第849回

住宅ローン返済中に不動産担保ローンを申し込む場合の注意点は?

住宅ローンはまだ残っているのですが、マイホームを担保にして不動産担保ローンを利用することはできますか?(47歳 会社員)
条件が合えば借りられる場合もあります。条件は金融機関ごとに異なりますし、抵当権の種類によっては利用できない場合もあります。
宮野 真弓
宮野 真弓

不動産担保ローンとは

不動産担保ローンは、自宅などの不動産を担保として借り入れができて、個人向けの場合は資金使途が原則自由なローンのことです。 不動産を担保とするため、無担保ローンと比べて比較的低金利で、返済期間も長めです。 担保価値によっては高額な借り入れも可能ですが、借入可能額は不動産評価額の6~8割程度と金融機関によって異なります。

不動産担保ローンを利用する場合、不動産の担保価値の査定料や事務手数料、登記費用などの諸費用がかかり、無担保ローンと比べると審査にも時間がかかる点には注意が必要です。 また、不動産担保ローンの返済ができなくなった場合には、担保に差し入れた不動産を失うことになります。

抵当権とは

「住宅ローン返済中に不動産担保ローンを利用できるかどうか」にお答えする上で重要なキーワードが「抵当権」です。

抵当権とは、債務者がローンを返済しきれなくなった場合に、担保として差し入れられたものを売却し、貸していたお金を優先的に回収できる権利のことをいいます。 金融機関は融資をする際に担保とする不動産に抵当権設定登記をします。ローン等の返済が完了すれば抵当権抹消登記を行います。

抵当権はひとつの不動産に対して複数設定することができますが、登記した順番により順位が決まります。 抵当権の順位とは債権を回収する優先順位のことです。 万一ローンの返済ができなくなった場合は、担保不動産を売却した代金で第一順位の抵当権者から優先的に回収することができます。 そのため、第一順位の抵当権であることを融資の条件とする金融機関もあります。

もうひとつ、抵当権の種類として「根抵当権」というものもあります。 前述の抵当権(普通抵当権)は、1回の借り入れに対するもので、返済が進んでも追加の借り入れはできません。 またローンを完済すれば抵当権を抹消することができます。 一方、根抵当権では、契約時に設定した上限額の範囲内で何度もお金を借りたり返したりできます。 根抵当権は事業用ローンなどで設定することが多いですが、一部の住宅ローンで設定されることがあります。

住宅ローン返済中に不動産担保ローンを利用できるかどうか

「住宅ローン返済中に不動産担保ローンを利用できるかどうか」の答えは、「条件が合えば借りられることもある」です。ではその条件とは?

・担保価値に余力があること
まず、担保価値に余力があることが大前提です。 担保の評価額から第一順位の抵当権である住宅ローンの残高を差し引いても担保価値が残る状態でなければ、そもそも借り入れはできません。
・第一順位の抵当権でなくても融資可能な商品であること
住宅ローン返済中のマイホームを担保に融資をするということは、抵当権が第二順位以下であることを意味しています。 第一順位の抵当権であることを融資の条件にしている商品もありますので、確認しておきましょう。

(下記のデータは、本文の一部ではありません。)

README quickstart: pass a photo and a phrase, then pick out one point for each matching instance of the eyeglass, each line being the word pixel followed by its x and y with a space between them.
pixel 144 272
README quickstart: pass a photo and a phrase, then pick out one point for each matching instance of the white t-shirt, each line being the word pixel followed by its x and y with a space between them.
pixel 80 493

ただし、これらを満たせば必ず借りられるというわけではありません。 現在返済中の住宅ローンでついた抵当権が根抵当権の場合は不動産担保ローンを利用できない場合もあります。 また、担保となる不動産の条件だけでなく、借り入れる側のこれまでの返済状況、返済能力や年齢などの条件により審査を通らない場合もあります。

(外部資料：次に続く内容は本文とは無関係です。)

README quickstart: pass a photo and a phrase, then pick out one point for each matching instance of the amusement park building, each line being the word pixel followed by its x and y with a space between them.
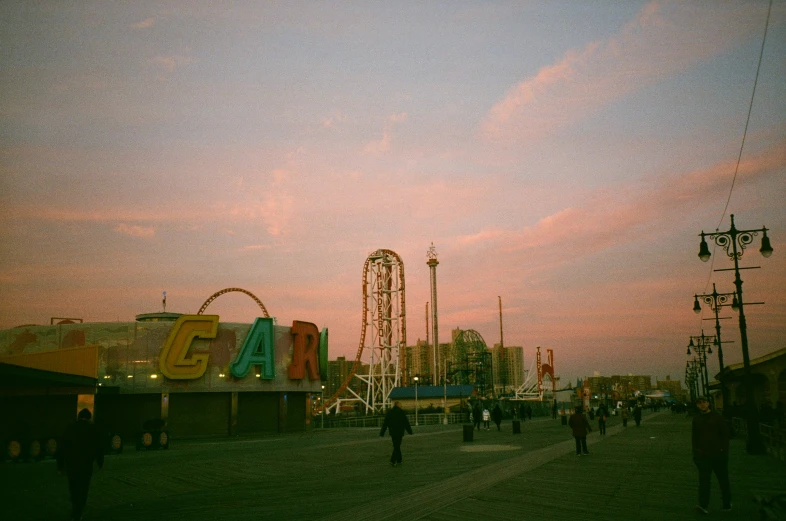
pixel 508 368
pixel 338 372
pixel 199 375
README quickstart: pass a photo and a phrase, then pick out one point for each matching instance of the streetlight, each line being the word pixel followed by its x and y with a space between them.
pixel 416 401
pixel 716 301
pixel 737 240
pixel 703 346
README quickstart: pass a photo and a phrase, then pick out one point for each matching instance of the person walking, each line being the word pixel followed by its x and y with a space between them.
pixel 79 448
pixel 476 415
pixel 496 415
pixel 580 426
pixel 602 417
pixel 397 422
pixel 710 441
pixel 637 415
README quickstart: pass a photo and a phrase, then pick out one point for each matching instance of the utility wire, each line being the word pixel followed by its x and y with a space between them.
pixel 739 156
pixel 750 109
pixel 742 146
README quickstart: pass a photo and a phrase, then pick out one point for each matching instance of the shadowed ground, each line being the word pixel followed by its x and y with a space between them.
pixel 633 473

借入額や融資条件は金融機関により異なりますので、条件をよく確認し、利用できる不動産担保ローンの中からより使いやすいものを探すといいでしょう。 また、当然のことですが、住宅ローン返済中に新たに借り入れをするということは、住宅ローンに加えて返済をしていかなければならないということです。 しっかりと返済計画を立てた上で借り入れを検討してください。